After the right of burial has once been exercised by the person charged with the duty of burial, or where such person has consented to the burial by another person, no right to the corpse remains except to protect it from unlawful interference.[503]

On the other hand, where a husband did not freely consent to the burial of his wife in a lot owned by another person, it was held that a court of equity might permit him, after such burial, to remove her body, coffin, and tombstones to his own lot, and restrain any person from interfering with such removal.[504]

In Rhodes v. Brandt, 21 Hun, N. Y., 1, the defendant brought an action against one Beelard to recover for services rendered by him, as a physician, in treating a child of Beelard’s for a fracture of the thigh-bone, in which action Beelard set up malpractice on the part of the defendant as a defence. During the pendency of the action the child died and was buried. Subsequently Beelard, the father, acting under the advice of his counsel, directed and allowed the plaintiff, a physician, to cause the body of the child to be exhumed, and a portion of the thigh-bone to be removed, in order that it might be used in evidence on the trial of the question of malpractice. After the bone was removed, the body was returned to the grave. The defendant thereupon caused the plaintiff to be arrested for unlawfully removing the body from the grave contrary to the provisions of the statute, and the plaintiff sued the defendant for malicious prosecution. The Court held that the plaintiff had not removed the body from the grave “for the purpose of dissection or from mere wantonness,” as these terms were used in the statute (3 R. S., 6th ed., 965), for violation of which he had been arrested, nor had he committed any offence against public decency or the spirit of the statute.[505]
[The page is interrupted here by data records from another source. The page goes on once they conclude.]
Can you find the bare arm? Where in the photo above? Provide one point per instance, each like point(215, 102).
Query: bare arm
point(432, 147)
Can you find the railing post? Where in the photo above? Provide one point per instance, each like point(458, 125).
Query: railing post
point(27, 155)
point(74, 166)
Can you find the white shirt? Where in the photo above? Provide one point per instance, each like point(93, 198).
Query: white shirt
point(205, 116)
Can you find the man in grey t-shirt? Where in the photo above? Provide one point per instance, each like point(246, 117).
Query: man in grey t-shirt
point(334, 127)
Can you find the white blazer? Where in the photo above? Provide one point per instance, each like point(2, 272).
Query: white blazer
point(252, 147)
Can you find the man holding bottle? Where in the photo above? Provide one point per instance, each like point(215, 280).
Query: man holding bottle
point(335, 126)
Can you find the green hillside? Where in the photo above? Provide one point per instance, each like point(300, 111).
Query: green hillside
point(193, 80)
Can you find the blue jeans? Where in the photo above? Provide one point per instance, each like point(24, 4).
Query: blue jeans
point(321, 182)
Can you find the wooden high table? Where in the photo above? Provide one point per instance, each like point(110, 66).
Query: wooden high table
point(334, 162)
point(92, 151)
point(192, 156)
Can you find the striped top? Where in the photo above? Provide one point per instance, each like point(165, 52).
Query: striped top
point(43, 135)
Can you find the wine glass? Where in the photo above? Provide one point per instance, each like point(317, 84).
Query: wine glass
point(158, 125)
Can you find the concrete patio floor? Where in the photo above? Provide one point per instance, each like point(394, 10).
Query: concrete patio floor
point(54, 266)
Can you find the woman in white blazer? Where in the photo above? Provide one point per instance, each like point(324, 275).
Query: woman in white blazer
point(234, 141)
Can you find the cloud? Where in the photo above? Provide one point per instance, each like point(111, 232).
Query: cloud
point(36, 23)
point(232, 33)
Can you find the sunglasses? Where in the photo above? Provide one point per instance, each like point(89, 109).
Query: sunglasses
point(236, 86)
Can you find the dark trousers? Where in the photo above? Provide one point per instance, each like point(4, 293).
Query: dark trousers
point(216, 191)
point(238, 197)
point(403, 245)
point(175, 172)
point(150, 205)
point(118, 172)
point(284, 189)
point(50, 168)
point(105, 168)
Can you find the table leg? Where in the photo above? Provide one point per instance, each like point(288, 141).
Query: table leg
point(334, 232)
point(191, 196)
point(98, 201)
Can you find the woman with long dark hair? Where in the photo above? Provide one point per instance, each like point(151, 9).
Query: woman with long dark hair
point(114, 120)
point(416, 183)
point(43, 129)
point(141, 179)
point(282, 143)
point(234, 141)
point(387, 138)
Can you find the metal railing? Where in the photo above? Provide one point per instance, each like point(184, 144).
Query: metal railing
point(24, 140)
Autopsies, by Whom Ordered; the Rights of Relatives and Accused Persons.—As shown in a previous article in this volume, on the Powers and Duties of Coroners and Medical Examiners, in cases of sudden or suspicious death, it has been the law for nearly a thousand years that an inquisition or inquest super visum corporis must be held by an officer known as a coroner, and that this office and its powers and duties were inherited by this country as part of the English common-law system in force at the time of the formation of the republic of the United States. When a body has been buried, and the coroner believes that an inquest is necessary, he has power to disinter the body and hold an inquest, and he may direct a post-mortem examination to be made, but after having done so he must cause the body to be reinterred. It is now well settled that in holding such an inquest, and making such an autopsy or post-mortem examination required by his official duty, the coroner has authority to employ, and it is his duty to employ, professional skill and aid, and his contract will bind the county to pay a reasonable compensation for the same.[506]
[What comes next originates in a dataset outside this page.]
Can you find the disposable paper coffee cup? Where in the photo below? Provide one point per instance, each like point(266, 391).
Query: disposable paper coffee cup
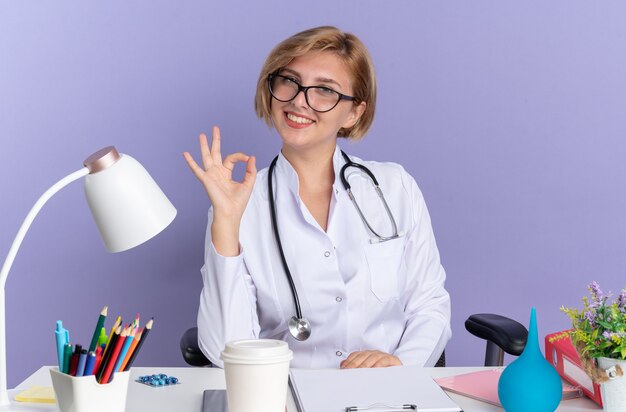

As will be seen below from a synopsis of the statutes relating to this matter, many of the States have enacted statutes defining and prescribing the duties of the coroner and other public officers in such cases. At an early period in England (see 2 and 3 Will. IV., chap. 75, sec. 7) it was enacted by the English Parliament that any executor or other person having lawful possession of the body of a deceased person, and not being an undertaker or other party entrusted with the body for the purpose only of interment, might lawfully permit the body of such deceased person to undergo an anatomical examination, unless to the knowledge of such executor or other party such person should have expressed his desire during his life in writing, or verbally in the presence of two or more witnesses during his illness whereof he died, that his body after death might not undergo such examination, or unless the surviving husband or wife or known relative of the deceased shall require the body to be interred without such examination. By another section of this statute (sec. 10), professors of anatomy and other persons duly licensed were declared not liable to punishment for having in their possession human bodies when having such possession according to the provisions of the act.